Interesting that you should ask though ... I used think that too! :D

And Kubrick showed some humour with this one (http://www.palantir.net/cgi-bin/image.cgi?pics/danube02.jpg). See the German flag? 8-[

[Edit]Argh.. Direct link doesn't works...
Go to http://www.palantir.net/2001/gallery/danube.html and select the top left one.

mike alexander
2003-Sep-15, 09:27 PM
Too bad you can't see it in Cinerama anymore. It loses so much. I saw it opening night in Cleveland on the big curved screen. Fifth row center, so the screen essentially took up your entire visual field. Kowabunga.

Geoff394
2003-Sep-16, 03:36 AM
FYI there's a great documentary on the making of 2001 (made in 2001 of course) and a look at the astronomy and science involved.

http://www.foolishearthling.com/2001.htm

Apparently the only one that Clarke agreed to be interviewed about.

Madcat
2003-Sep-16, 04:31 AM
I wonder if Cinerama is anything like IMAX. If it is, your dream is rather likely to be a reality at some time or another.

mike alexander
2003-Sep-16, 11:59 PM
Cinerama was IMAX's daddy (or granddaddy). Special squoosh lens.

In fact, the ORIGINAL Cinerama used three synched projectors to fill the screen. Am I dating myself here.

Wait. Didn't 'Napoleon' use that, too? Back in the 20's?

Donnie B.
2003-Sep-17, 01:46 PM
Cinerama was IMAX's daddy (or granddaddy). Special squoosh lens.

In fact, the ORIGINAL Cinerama used three synched projectors to fill the screen. Am I dating myself here.

Wait. Didn't 'Napoleon' use that, too? Back in the 20's?
If you're dating yourself and it doesn't work out, do you have to break up with yourself? :P
But seriously... I saw 2001 at least three times in Cinerama theaters -- the original, three-projector kind -- in first release. Eat your hearts out, kids! :P

pmcolt
2003-Sep-17, 03:44 PM
Jealousy. I've only ever seen the movie on a TV screen. When this thread started, it finally spurred me to go out and get the DVD. Which required trips to about three stores before finding one that actually had it in stock. :evil:

mike alexander
2003-Sep-17, 04:05 PM
I don't even know if 2001 is worth watching on a TV screen. The aspect ratio of the original film was so wide that there is almost continuous panning for a full-screen print, and a wide-screen version makes the image too small. And many of the motifs have been so overused in the intervening generation that a lot of the original impact is lost.
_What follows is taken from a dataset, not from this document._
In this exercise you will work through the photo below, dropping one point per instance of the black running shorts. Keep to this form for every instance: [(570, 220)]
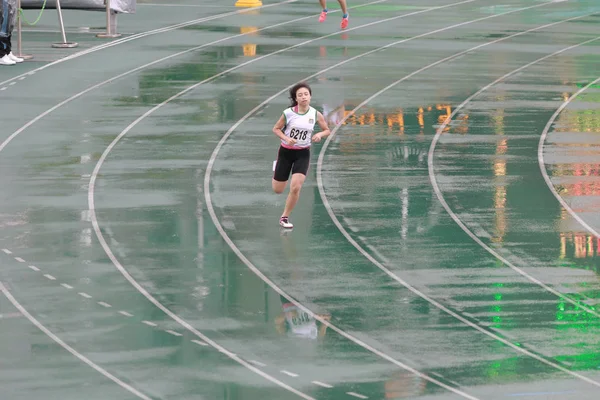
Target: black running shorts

And remember, all the special effects were done by optical printing-no computer graphics.

The Supreme Canuck
2003-Sep-18, 11:55 PM
When I watched it the other day I was surprised by how good the planet graphics were compared to, say, Alien. Astounding. I really want to see it in IMAX.

ToSeek
2003-Sep-19, 03:24 PM
I don't even know if 2001 is worth watching on a TV screen. The aspect ratio of the original film was so wide that there is almost continuous panning for a full-screen print, and a wide-screen version makes the image too small. And many of the motifs have been so overused in the intervening generation that a lot of the original impact is lost.

And remember, all the special effects were done by optical printing-no computer graphics.
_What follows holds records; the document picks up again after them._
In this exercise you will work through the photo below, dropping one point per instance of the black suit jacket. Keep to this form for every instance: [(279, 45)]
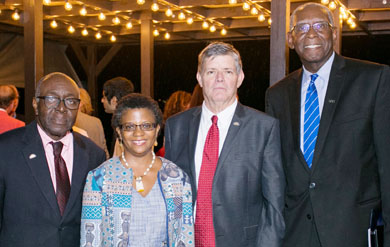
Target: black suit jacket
[(248, 185), (350, 173), (29, 213)]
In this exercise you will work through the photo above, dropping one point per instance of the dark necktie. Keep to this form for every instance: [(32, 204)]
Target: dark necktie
[(204, 228), (311, 121), (62, 177)]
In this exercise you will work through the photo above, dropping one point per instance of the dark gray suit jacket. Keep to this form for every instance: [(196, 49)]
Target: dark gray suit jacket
[(350, 174), (249, 183), (29, 214)]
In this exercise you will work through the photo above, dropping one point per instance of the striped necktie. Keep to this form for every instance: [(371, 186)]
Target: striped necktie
[(311, 121)]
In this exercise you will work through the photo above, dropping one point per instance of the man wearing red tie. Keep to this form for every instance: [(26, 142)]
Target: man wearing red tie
[(232, 155), (43, 167)]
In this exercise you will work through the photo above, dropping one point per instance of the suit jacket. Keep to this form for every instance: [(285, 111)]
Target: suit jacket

Even the "computer graphics" (as shown by HAL) aren't computer graphics, but straight animation.

informant
2003-Sep-19, 03:26 PM
That's very interesting! I had no idea. Although it makes sense once you think about the state of computer science in the late sixties.

Geoff394
2003-Sep-22, 11:24 PM
Most of the cool effects you see at the end of the film is Douglas Trumbull's 'Slit Scan' technique. It's not quite animation but a photographic effects technique using time exposure of a painting.

Incidentally, if you read the book the planet is Saturn I think. They used Jupiter in the movie because the effects department had problems with the concentric rings of Saturn.

The Supreme Canuck
2003-Sep-23, 01:38 AM
Yep. That's what Clarke says in the intro.